9.373 encoding: weights & measures

Humanist (mccarty@phoenix.Princeton.EDU)
Sun, 10 Dec 1995 09:52:13 -0500 (EST)

Humanist Discussion Group, Vol. 9, No. 373.
Center for Electronic Texts in the Humanities (Princeton/Rutgers)

[1] From: Willard McCarty <mccarty@epas.utoronto.ca> (36)
Subject: encoding

Here I would like to raise a matter that is quite independent of the
encoding language (or meta-language) one uses -- at least I think it is. The
question concerns the use of "weights" or degrees of certainty in a tag. I
would like to understand more fully the rationale for using weights.

Certainly the idea that phenomena occur in data to varying degrees of
certainty is hardly new and, I'd suppose, not really debatable. It seems
readily apparent to me that without the use of weights encoding for such
phenomena radically falsifies the data, at least in imaginative textual and
visual material, and I'd guess also in music. One is always in the position
of making the binary choice that phenomenon X either occurs in location Y or
it does not. At first it would seem that weights would provide a solution,
but however fine the scale one adopts, attaching a degree of certainty,
presence, or identity rationalizes, therefore falsifies the data. So the
problem remains. I would argue that in any case unless the weight can be
rigorously computed, always and forever to the satisfaction of anyone who
would treat the data, this problem remains and must be faced.

One answer to this might be that weighting has value for someone who wishes
to record his or her confidence in a judgment -- e.g. "I am 70% certain that
a metaphor of death occurs here". No argument from me, except I wonder what
value doing this might have. I grant that the person who encodes in this way
might well gain from an exhaustive accounting of his or her judgments, but
will anyone else? We get something like this, for example in a conventional
edition of a literary text, where the editor will decide this and that, then
sometimes record the reasons why, indicate the strength of other readings,
simply their existence, and so forth. But would all the trouble of encoding
a text majesterially be worth the effort?

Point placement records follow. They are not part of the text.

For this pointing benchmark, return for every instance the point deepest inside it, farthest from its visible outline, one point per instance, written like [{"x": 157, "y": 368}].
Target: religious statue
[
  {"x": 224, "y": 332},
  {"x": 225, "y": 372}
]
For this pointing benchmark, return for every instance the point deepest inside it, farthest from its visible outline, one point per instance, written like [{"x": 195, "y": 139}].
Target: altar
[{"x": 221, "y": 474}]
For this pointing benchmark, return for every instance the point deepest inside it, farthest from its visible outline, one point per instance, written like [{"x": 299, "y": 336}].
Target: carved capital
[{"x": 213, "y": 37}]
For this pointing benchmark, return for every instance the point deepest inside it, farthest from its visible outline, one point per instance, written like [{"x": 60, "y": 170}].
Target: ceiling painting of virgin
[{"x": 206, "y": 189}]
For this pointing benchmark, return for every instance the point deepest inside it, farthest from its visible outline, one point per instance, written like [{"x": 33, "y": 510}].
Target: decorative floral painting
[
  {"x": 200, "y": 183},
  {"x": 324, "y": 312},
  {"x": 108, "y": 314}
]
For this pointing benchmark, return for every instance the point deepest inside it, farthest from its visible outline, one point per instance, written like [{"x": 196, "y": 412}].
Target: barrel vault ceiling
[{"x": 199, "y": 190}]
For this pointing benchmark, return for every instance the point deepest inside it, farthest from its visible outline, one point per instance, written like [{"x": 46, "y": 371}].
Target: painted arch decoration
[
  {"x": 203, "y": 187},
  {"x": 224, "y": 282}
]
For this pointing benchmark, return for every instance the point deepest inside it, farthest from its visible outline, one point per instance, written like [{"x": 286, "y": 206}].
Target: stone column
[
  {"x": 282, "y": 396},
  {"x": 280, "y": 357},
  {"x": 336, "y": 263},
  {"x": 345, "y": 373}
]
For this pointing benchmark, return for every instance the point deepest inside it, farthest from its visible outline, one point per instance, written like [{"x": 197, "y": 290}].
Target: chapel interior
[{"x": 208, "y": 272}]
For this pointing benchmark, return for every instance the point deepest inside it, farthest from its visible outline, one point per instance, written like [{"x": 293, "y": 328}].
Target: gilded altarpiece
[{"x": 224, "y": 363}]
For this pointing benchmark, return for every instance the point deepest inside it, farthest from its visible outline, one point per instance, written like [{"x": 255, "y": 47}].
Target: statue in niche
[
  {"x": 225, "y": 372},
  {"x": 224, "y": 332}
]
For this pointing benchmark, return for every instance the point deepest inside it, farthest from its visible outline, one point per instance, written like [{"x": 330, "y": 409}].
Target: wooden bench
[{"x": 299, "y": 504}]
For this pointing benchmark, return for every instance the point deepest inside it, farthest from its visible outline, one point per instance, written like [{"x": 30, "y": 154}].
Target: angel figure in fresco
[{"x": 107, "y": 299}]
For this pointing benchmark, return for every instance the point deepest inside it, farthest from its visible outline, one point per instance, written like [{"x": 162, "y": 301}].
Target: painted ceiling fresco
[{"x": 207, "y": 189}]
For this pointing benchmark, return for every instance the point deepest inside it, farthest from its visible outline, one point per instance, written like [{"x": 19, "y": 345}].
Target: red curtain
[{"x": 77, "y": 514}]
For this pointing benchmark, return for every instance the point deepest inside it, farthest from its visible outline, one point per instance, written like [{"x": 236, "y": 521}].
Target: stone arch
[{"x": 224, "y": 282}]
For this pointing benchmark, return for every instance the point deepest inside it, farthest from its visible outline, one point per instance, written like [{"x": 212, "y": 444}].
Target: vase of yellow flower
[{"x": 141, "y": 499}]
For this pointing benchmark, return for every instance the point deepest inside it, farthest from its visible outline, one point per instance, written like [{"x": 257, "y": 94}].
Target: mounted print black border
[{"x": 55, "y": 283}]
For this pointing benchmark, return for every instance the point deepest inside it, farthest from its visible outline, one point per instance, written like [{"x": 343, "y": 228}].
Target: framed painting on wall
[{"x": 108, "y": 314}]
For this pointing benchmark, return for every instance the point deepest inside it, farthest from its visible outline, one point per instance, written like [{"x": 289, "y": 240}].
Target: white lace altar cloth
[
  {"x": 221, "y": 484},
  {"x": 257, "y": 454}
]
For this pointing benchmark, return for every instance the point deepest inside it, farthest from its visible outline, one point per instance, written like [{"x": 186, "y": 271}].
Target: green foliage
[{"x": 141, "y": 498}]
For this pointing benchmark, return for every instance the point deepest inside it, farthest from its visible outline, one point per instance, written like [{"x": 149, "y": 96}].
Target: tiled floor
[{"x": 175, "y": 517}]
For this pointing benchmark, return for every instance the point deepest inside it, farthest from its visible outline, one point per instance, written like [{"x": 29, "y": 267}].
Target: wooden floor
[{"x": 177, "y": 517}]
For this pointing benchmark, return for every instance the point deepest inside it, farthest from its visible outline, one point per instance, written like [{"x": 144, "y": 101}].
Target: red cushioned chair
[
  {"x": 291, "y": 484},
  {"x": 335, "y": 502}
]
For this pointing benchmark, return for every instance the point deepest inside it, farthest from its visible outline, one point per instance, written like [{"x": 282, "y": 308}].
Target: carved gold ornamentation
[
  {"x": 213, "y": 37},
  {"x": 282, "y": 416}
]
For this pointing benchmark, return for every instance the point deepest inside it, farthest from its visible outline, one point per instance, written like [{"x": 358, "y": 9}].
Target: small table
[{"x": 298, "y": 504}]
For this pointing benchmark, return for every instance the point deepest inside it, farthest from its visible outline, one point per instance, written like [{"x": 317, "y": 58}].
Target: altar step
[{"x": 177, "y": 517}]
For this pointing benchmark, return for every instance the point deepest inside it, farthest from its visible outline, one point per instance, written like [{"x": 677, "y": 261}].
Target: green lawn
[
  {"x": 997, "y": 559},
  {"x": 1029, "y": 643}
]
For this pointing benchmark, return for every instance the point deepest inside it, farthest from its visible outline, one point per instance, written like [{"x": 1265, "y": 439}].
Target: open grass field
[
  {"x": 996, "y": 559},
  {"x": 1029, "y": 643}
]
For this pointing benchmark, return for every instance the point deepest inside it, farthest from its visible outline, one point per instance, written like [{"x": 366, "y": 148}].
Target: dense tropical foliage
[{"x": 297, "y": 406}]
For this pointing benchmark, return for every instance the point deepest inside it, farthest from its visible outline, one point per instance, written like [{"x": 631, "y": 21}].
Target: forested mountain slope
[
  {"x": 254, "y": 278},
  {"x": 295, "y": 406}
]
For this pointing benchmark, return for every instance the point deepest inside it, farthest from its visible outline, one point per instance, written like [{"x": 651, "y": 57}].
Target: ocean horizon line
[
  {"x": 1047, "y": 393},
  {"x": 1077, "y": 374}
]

As I think I've commented before on Humanist, I find enormous value in
facing the question at the simplest level, of the first-order binary choice
-- "is phenomenon X here or not?" -- then making my choices and seeing in
the mass of them what reasonable approximations can be made to the textual
realities as I see them. What, then, is the essential difference between
what I do and the use of weights?

Willard McCarty